Connecting the personal and the political in her wonderful 2016 novel My Name is Leon resulted in a bestseller, and many well-deserved accolades, for Kit de Waal. My Name is Leon’s political backdrop was the London riots of 2011, and the events of her new novel, The Trick to Time - which has already attracted the attention of the 2018 Women’s Prize for Fiction – are interrupted and shaped by the IRA pub bombings in Birmingham in 1974. Kit de Waal’s own rich, mixed Irish-Caribbean heritage makes her well-placed to both document and comment on the effects of the attacks on Birmingham’s Irish community, as the shock-waves ripple and swell through families and across entire lifetimes.

My Name is Leon and The Trick to Time are very different novels; but in both, Kit de Waal takes an oblique look at an ever-shifting world by focusing on the tiny lives of her characters.

In an unnamed seaside town, on the eve of her 60th birthday, we meet Mona. Her life is quiet, a little mundane perhaps – and from the moment we meet her she seems not unhappy exactly, but restless, sleepless and unfulfilled. From its gentle, humdrum start the story creeps up on us, uninvited and discomforting. Mona has built herself a business selling handmade dolls; each child’s body is made from specially selected hand-turned wood – oak for one beautiful child, pine for a small wisp of a child; all sanded to a fine, silky finish. The clothes are hand-stitched from carefully-selected fabrics picked up in the town’s charity shops: a bit of lace trim taken from an old blouse, a pretty fabric from a discarded skirt. When quiet women turn up, she says that they need only bring her a shawl, a blanket, anything they like – and to tell her the weight of the child. The dolls hint at the tragedy in her own past. Guided by Kit de Waal’s elegant writing, we travel back and forth in time with Mona, and slowly the past and the present become the same thing. We see Mona as a child, brought up in Ireland by a caring father, but bored by the solitude forced on her by her mother’s lingering illness. He imparts the advice, as her mother is dying, that ‘there’s a trick to time – you can make it expand or you can make it contract. Make it shorter or make it longer’.

Mona, however, fails to understand the significance of her father’s words at that time. She makes the exciting move to Birmingham, where she meets the love of her life, the delightful, confident and sweet-natured William. After a blast of love at first sight, a whirlwind romance and a joyful wedding, the couple settle down to build their own family.

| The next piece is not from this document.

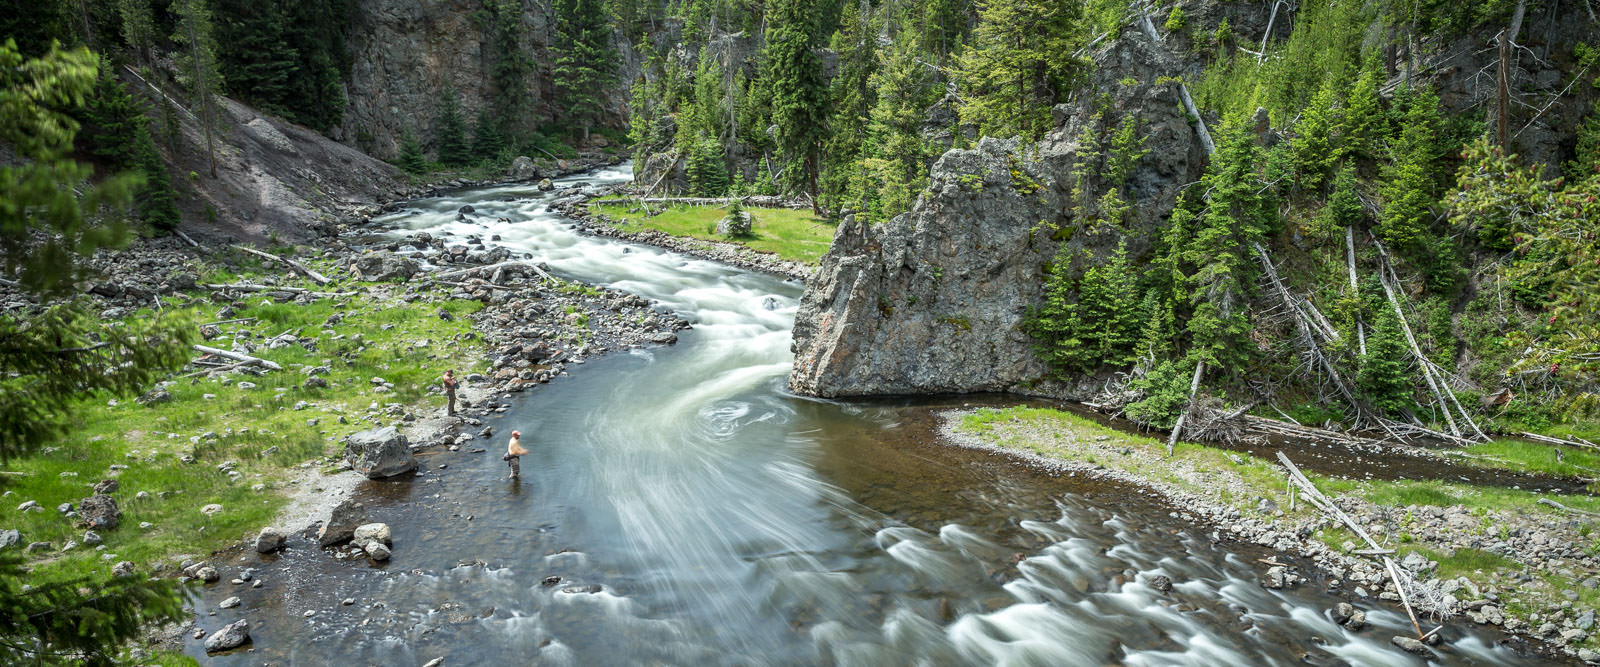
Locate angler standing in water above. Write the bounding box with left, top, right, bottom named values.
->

There is always love, but there is also always politics, hatred and brutality. The violent intrusion of the IRA’s bombings are the story - and at the same time they interrupt the story. But that is the reality of the political world. It defines us, even when we believe that great events have nothing to do with our little lives.

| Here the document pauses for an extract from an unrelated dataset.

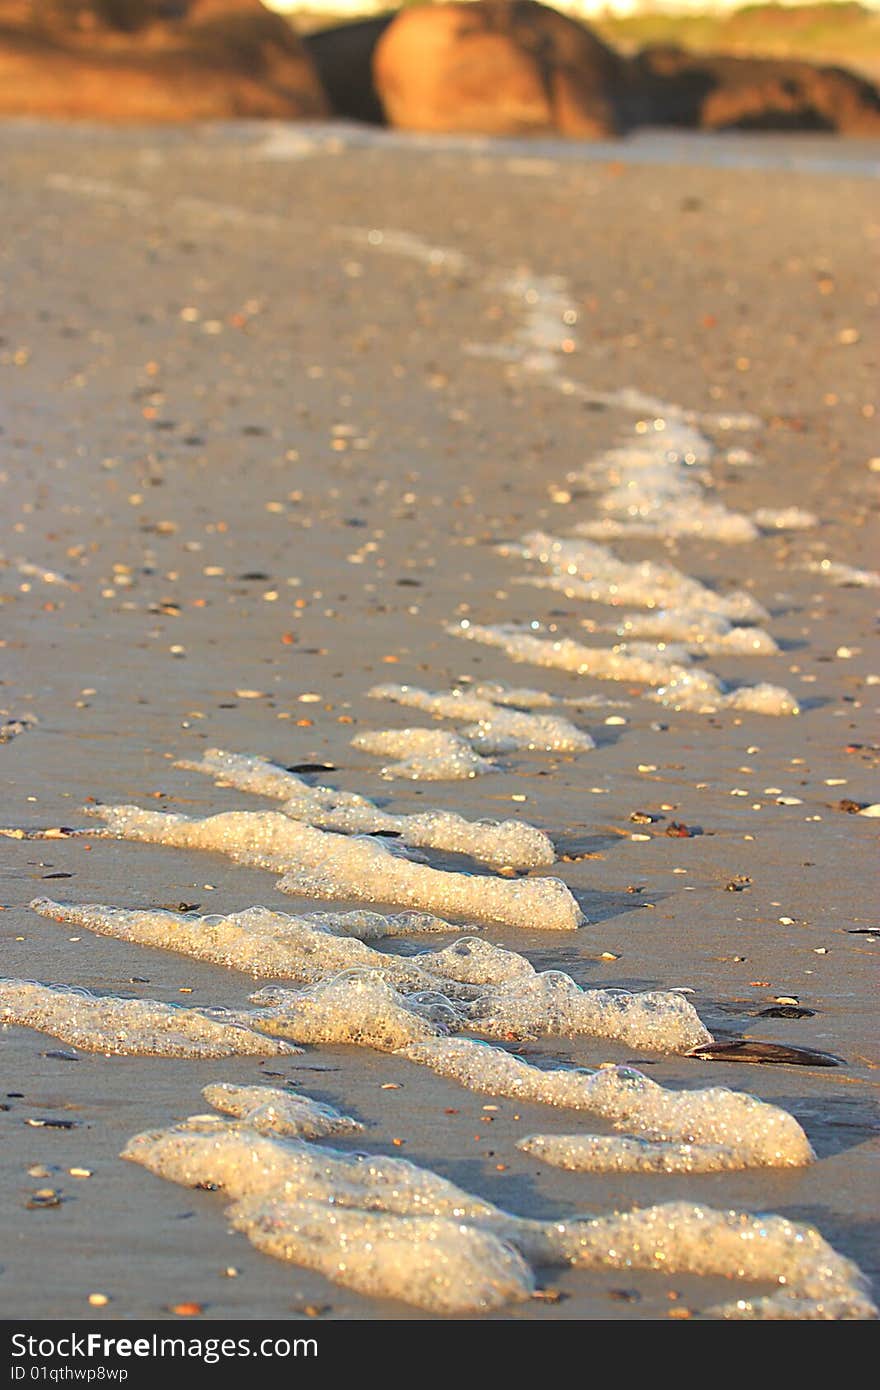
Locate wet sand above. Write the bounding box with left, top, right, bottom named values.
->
left=1, top=121, right=878, bottom=1320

These are small lives, but it is the small things that enable us to see the landscape more clearly. Kit de Waal deftly draws the characters: the gossipy hairdresser, the slow and sulky teenage assistant, the friend who organises a surprise party, the over-friendly cafĂ© owner – and we care about them all. This small world is complex though; good and bad shift around, allies and enemies swap places and simple situations suddenly seem more complicated. Mona belongs in her world, she moved to the thriving, cosmopolitan Birmingham with great hope and excitement - but she is also an immigrant. Her and William’s love for each other and hope for their future is contrasted with the hate and destruction that follows the bombings. We see through the life of Mona how the Irish are treated in the wake of the bombings; the blatant racism of the cab drivers, even the midwives, and the anger unleashed on them by the ignorant English who seek revenge on anyone with an Irish accent. The Trick to Time is set both in our own time and in the 1970s – although the events of 45 years ago seem to be occurring today too as external political events unleash blind, uninformed hatred towards an immigrant community. A timely reminder perhaps, or just one of the deeply ingrained failings of the human race?